Paris, le 8 mars 2016
Monsieur Bernard
Cazeneuve
Ministre de
l’Intérieur
Place Beauvau
75800 Paris Cedex 08
Réf.
107/16/FD/PG/FS
Monsieur le Ministre,
Nous vous adressons
cette lettre car les expulsions forcées subies par les Roms (ou les personnes
désignées comme telles) vivant dans des bidonvilles en France atteignent des
niveaux intolérables durant cette période hivernale.
En effet, le recensement
des évacuations forcées de lieux de vie occupés par des Roms (ou des personnes
désignées comme telles), en France, indique que depuis le début de l’année 2
582 personnes ont été évacuées de force de leurs lieux de vie, soit près de 300
personnes par semaine.
Sans attendre la fin du
premier trimestre 2016, nous voulons alerter sur cette situation indigne et
inhumaine. Rien que durant la dernière semaine, en plein hiver, ce sont plus de
1 000 personnes qui ont été ainsi jetées à la rue à Roubaix, à Marseille, à
Nantes et en d’Ile-de-France.
Dans votre réponse au
Commissaire aux droits de l’Homme du Conseil de l’Europe, M. Nils Muižnieks, en
date du 12 février 2016, vous affirmiez : « Des efforts sont faits pour atténuer au maximum les
effets sur les parcours de scolarisation, ce qui explique notamment qu’une
grande partie des évacuations ont lieu en été. »
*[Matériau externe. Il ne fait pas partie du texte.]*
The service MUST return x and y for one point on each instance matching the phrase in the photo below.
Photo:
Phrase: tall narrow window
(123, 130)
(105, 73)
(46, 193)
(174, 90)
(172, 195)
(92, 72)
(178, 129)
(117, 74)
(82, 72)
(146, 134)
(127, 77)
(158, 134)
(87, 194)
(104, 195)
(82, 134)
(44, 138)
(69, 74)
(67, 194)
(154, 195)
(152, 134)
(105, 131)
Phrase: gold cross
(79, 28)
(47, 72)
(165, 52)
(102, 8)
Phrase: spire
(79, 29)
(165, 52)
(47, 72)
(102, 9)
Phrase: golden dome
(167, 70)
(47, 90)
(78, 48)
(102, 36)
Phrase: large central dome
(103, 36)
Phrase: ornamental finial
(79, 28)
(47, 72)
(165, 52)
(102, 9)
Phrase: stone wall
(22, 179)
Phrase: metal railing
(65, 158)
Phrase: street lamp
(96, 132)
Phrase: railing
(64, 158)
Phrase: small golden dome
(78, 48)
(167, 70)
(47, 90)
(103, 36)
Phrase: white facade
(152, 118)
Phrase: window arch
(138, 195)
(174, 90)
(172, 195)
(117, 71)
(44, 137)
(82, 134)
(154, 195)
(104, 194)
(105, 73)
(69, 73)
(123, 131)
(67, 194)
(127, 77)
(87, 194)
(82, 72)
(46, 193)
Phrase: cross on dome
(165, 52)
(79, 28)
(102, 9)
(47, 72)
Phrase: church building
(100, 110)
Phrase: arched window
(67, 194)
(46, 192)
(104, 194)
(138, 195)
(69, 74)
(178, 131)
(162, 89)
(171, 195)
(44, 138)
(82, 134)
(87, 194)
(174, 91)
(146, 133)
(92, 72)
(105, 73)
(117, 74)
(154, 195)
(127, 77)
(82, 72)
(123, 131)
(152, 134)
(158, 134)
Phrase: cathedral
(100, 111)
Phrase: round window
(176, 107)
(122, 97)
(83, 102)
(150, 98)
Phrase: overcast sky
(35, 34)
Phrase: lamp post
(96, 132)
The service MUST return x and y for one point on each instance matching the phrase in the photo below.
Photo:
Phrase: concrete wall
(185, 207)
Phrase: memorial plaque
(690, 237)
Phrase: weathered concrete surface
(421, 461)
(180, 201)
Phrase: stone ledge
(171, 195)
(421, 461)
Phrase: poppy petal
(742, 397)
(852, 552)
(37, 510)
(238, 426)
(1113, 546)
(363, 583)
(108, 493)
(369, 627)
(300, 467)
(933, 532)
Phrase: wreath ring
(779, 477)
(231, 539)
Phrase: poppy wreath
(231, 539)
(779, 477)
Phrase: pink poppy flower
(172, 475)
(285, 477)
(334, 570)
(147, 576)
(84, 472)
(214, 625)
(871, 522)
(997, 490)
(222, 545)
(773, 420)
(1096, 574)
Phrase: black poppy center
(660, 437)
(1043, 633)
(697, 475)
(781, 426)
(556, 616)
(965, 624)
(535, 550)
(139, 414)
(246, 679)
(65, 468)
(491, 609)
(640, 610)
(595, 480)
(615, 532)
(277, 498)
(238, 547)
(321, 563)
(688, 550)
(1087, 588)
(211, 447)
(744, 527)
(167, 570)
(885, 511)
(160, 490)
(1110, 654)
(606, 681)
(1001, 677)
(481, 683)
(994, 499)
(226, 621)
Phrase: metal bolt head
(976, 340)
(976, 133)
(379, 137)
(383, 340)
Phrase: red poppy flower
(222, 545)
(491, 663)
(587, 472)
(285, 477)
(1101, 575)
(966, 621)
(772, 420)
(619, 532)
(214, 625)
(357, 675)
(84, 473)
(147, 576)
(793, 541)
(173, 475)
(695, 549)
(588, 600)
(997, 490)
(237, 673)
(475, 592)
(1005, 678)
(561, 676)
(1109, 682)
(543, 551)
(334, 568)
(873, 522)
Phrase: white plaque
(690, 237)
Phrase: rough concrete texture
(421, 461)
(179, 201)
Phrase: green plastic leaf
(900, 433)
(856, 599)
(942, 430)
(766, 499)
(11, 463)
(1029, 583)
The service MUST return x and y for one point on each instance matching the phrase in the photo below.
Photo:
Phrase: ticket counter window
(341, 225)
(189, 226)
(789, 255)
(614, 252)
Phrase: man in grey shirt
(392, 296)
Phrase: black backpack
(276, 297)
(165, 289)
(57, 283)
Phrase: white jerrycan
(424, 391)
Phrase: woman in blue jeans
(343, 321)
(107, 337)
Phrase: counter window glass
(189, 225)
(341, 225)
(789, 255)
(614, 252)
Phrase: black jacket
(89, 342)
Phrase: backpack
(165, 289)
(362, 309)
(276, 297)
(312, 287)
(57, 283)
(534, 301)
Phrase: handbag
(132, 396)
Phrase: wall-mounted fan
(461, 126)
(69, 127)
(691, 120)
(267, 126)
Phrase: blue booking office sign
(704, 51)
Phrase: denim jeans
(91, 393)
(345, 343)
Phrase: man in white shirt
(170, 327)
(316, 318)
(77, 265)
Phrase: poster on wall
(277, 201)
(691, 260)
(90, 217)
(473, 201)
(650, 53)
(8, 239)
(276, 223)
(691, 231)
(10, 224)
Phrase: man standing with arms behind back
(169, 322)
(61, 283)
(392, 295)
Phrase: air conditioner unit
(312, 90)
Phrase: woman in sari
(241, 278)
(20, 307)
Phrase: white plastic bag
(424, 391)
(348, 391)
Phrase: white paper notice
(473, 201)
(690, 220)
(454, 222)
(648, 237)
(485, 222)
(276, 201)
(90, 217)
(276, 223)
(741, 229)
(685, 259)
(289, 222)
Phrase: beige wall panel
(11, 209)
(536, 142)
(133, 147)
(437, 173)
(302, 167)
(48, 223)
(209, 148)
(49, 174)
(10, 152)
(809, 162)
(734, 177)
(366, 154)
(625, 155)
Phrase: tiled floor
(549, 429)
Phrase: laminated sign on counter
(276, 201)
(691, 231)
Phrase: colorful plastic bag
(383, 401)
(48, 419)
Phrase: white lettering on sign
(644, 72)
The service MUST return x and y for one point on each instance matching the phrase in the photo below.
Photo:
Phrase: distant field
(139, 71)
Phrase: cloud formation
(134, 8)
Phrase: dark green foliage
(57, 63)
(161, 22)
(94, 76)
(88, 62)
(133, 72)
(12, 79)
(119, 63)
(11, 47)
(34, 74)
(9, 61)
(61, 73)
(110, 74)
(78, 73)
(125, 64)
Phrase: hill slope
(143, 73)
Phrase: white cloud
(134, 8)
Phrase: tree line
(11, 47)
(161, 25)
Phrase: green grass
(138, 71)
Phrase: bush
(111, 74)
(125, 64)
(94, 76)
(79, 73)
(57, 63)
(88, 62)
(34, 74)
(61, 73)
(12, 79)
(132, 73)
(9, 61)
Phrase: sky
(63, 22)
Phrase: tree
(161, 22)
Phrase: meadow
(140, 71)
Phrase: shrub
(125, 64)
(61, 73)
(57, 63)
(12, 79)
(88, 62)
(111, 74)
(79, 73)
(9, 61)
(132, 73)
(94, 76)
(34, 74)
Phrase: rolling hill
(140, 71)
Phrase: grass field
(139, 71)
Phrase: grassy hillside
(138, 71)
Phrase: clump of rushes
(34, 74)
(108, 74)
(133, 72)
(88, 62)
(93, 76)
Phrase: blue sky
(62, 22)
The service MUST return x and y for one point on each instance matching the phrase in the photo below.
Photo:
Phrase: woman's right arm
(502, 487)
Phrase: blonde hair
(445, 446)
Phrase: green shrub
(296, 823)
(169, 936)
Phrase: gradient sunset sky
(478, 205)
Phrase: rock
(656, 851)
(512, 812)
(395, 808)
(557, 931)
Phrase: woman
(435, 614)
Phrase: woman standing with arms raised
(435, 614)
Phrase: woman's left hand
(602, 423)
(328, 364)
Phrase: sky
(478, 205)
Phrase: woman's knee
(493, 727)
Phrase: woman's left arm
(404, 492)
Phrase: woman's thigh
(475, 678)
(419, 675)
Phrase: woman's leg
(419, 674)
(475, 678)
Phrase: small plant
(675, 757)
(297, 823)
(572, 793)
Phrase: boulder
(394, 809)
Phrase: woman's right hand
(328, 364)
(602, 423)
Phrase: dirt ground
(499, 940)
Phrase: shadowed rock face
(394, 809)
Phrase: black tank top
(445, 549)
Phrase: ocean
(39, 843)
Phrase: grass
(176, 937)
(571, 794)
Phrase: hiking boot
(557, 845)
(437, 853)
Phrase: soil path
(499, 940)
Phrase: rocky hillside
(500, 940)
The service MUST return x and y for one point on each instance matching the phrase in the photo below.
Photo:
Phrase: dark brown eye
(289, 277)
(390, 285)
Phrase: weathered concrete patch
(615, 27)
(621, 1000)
Si ce que vous dites est avéré et au vu du nombre élevé d’évacuations forcées
exécutées durant les deux premiers mois de cette année, nous craignons le pire,
pour l’été à venir. Dans le cas contraire, vos dires ne se vérifient pas dans
les faits.
Dans le même courrier,
vous faites référence à la circulaire du 26 août 2012, indiquant son
application lors des évacuations forcées. Nous devons vous contredire aussi sur
ce sujet : sur les 19 expulsions recensées depuis le début de l’année, seules
11 ont fait l’objet d’une proposition d’hébergement temporaire. L’application
de cette circulaire n’est pas du tout systématique, et ceci depuis le mois
d’août 2012. Quand elle l’est, ce n’est que de manière très partielle. Cette
observation est faite par tous les acteurs opérant sur le terrain. Ces
expulsions se font, de fait, toujours sans solution de relogement valide et
pérenne.
Ces expulsions sont
condamnées par le Commissaire aux droits de l’Homme ou la Commission
antiracisme (Ecri) du Conseil de l’Europe. Dans la lettre que le Commissaire
aux droits de l’Homme vous a envoyé le 26 janvier 2016, M. Nils Muižnieks
spécifiait en effet : « En outre, comme je l’ai rappelé dans mon rapport de
2015, le Comité européen des droits sociaux a rendu une série de décisions
concernant la France, constatant plusieurs violations de la Charte sociale
européenne concernant les droits sociaux des Roms. »
L’inquiétude est grande
car on ne comprend pas pourquoi se perpétue cette politique inhumaine, indigne
et inutile, car elle ne résout rien. Elle aboutit à précariser encore plus une
population déjà très fragilisée. On estime qu’un tiers des personnes ainsi
rejetées sans abri sont des enfants.
Nous voulons vous
alerter ainsi que l’opinion publique, car, comme pour les réfugiés de Calais,
c’est une politique du bulldozer qui est mise en place.
Nous réitérons la même
demande, de manière inlassable : la suspension des expulsions systématiques, la
sécurisation des bidonvilles et leur assainissement, la mise en place de
solutions adaptées pour l’insertion des familles à travers le droit commun et
ceci avant toute expulsion, pour toutes les familles et sur tout le territoire.
Le suivi de ces politiques devrait être organisé dans le cadre d’un dialogue
permanent entre les pouvoirs locaux (communes, collectivités territoriales),
les autorités régionales et nationales et les acteurs publics et associatifs
actifs dans les bidonvilles.
Vous comprendrez,
monsieur le Ministre, que nous rendions cette lettre publique. Je vous prie de
croire, monsieur le Ministre, en l’expression de ma haute considération.